The Oscars Announce Desperate Changes to Win Back Viewers, but Will This Work?
Annual Academy Awards ceremony has been dying for years; group is now addressing its biggest problems in all the wrong ways
The Oscars are making some big changes before the next televised ceremony.
One of those changes will be a new category that recognizes achievement in “popular film.”
The Academy of Motion Picture Arts and Sciences announced upcoming changes in a memo to all voting members.
Its president, John Bailey, and CEO Dawn Hudson announced in the memo that the Academy Awards would be adding the previously mentioned category, that it would air at an earlier date in 2020 (February 9 then; and February 24 next year), and that the show will keep to a three-hour broadcast.

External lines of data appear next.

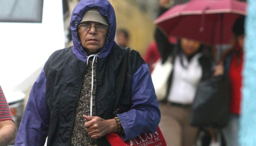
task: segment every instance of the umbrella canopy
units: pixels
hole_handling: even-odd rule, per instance
[[[208,45],[229,43],[233,23],[246,15],[246,6],[236,0],[191,0],[170,8],[154,23],[169,35]]]

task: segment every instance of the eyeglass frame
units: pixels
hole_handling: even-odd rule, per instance
[[[81,28],[80,28],[80,25],[87,25],[88,26],[90,26],[90,27],[88,28],[88,30],[84,30],[84,29],[82,29]],[[97,29],[98,29],[99,28],[97,27],[97,26],[105,26],[106,28],[105,30],[104,30],[104,31],[99,31],[98,30],[97,30]],[[91,29],[91,28],[92,27],[94,27],[95,28],[95,30],[96,30],[97,31],[106,31],[107,30],[108,30],[108,29],[109,29],[109,27],[106,25],[105,25],[104,24],[96,24],[94,26],[91,26],[90,25],[90,24],[79,24],[78,26],[77,26],[77,28],[78,29],[80,29],[81,30],[83,31],[90,31]]]

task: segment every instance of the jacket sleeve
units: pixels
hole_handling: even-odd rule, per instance
[[[44,146],[49,116],[45,101],[46,80],[43,69],[32,87],[18,131],[15,146]]]
[[[131,109],[117,114],[125,135],[124,140],[145,132],[154,132],[160,121],[160,110],[150,73],[143,64],[133,75],[131,83]]]

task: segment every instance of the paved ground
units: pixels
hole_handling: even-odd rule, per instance
[[[166,104],[159,104],[160,110],[161,111],[161,121],[159,124],[159,126],[162,131],[162,133],[164,136],[167,146],[171,145],[171,141],[169,138],[169,129],[168,129],[169,124],[170,123],[170,118],[166,112]]]

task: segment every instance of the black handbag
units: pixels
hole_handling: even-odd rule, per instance
[[[230,96],[223,76],[214,76],[199,83],[189,117],[192,126],[221,128],[227,124]]]

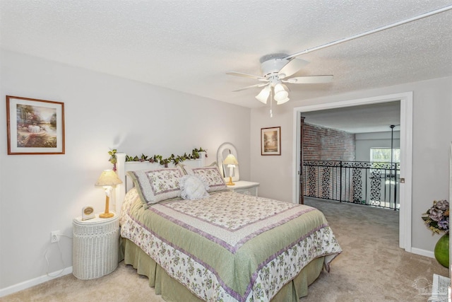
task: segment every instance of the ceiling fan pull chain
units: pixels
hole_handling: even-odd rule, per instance
[[[270,117],[273,117],[273,94],[271,90],[270,91]]]

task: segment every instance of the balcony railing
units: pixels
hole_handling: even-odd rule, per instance
[[[304,161],[304,194],[398,210],[399,163]]]

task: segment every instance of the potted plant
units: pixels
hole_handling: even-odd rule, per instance
[[[435,258],[444,267],[449,267],[449,202],[434,201],[433,206],[422,215],[425,225],[434,233],[444,233],[435,245]]]

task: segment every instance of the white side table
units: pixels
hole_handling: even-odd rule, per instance
[[[119,216],[82,220],[73,223],[73,274],[88,280],[105,276],[118,267]]]
[[[233,182],[235,185],[228,185],[227,189],[246,195],[257,196],[258,182],[239,180]]]

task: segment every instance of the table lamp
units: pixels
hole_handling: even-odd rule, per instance
[[[235,165],[238,165],[239,163],[237,160],[235,158],[235,156],[232,154],[229,154],[226,156],[226,158],[223,161],[225,165],[227,165],[227,168],[229,168],[229,182],[226,185],[234,185],[235,184],[232,182],[232,173],[234,173],[234,168],[235,168]]]
[[[100,218],[113,217],[113,213],[109,212],[109,198],[112,186],[119,185],[122,181],[118,178],[113,170],[105,170],[96,182],[95,185],[102,186],[105,189],[105,212],[99,214]]]

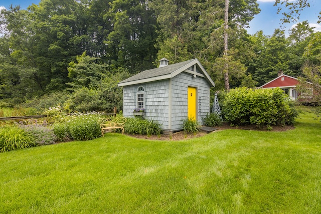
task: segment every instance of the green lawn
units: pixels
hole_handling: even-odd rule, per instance
[[[321,123],[0,153],[0,213],[321,213]]]

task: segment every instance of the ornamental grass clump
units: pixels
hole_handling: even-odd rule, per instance
[[[21,126],[21,128],[34,137],[37,145],[52,144],[57,140],[57,137],[50,127],[30,124]]]
[[[0,152],[36,146],[35,138],[17,126],[0,128]]]

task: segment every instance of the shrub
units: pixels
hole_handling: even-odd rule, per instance
[[[224,99],[222,112],[232,124],[266,125],[269,129],[272,125],[292,124],[297,116],[279,88],[232,89]]]
[[[0,128],[0,152],[37,145],[33,136],[17,126]]]
[[[101,115],[97,113],[75,114],[63,118],[61,122],[54,125],[54,133],[58,140],[66,137],[75,140],[87,140],[101,136],[98,119]]]
[[[204,125],[211,127],[222,125],[220,115],[215,113],[211,113],[210,114],[207,114],[206,116],[202,118],[202,121]]]
[[[159,135],[163,130],[159,124],[151,120],[142,120],[140,118],[127,118],[124,127],[125,133],[131,134]]]
[[[53,131],[59,141],[63,141],[68,136],[66,126],[65,123],[55,123],[53,125]]]
[[[200,125],[195,119],[187,118],[182,121],[182,128],[185,132],[196,133],[199,131]]]
[[[54,143],[57,137],[52,129],[48,126],[31,124],[21,126],[27,133],[31,134],[37,145],[49,145]]]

The ratings for the last Oscars ceremony were way down — and these changes are no doubt an effort to win back viewers; but none of these will do much.
A “popular films” category proves how out of touch the Oscars are, really. Most ticket buyers don’t recognize the movies they mention during the ceremony, so now they’re trying to throw those people a bone; but the category only further emphasizes the disconnect of the ceremony.
On top of that, the Oscars changed its rules in recent years to recognize more mainstream films by expanding the Best Picture race to 10 movies.
That did nothing for ratings — so why would this?
Nobody cares about the earlier date, either, so why that would even be announced through a memo as a major change is a mystery.
And finally, a three-hour broadcast is still beyond ridiculous for most people.
The truth is that people stopped watching the Oscars because they just aren’t relevant anymore. The films are mostly niche and unpopular; the voting body is out of touch; the ceremony is way too long; and people just don’t need to watch celebrities pat themselves on the backs and hijack microphones and stages to make political points when there are more options today for entertainment than ever before.
These changes feel more like the last gasp of a dying Hollywood tradition than anything else.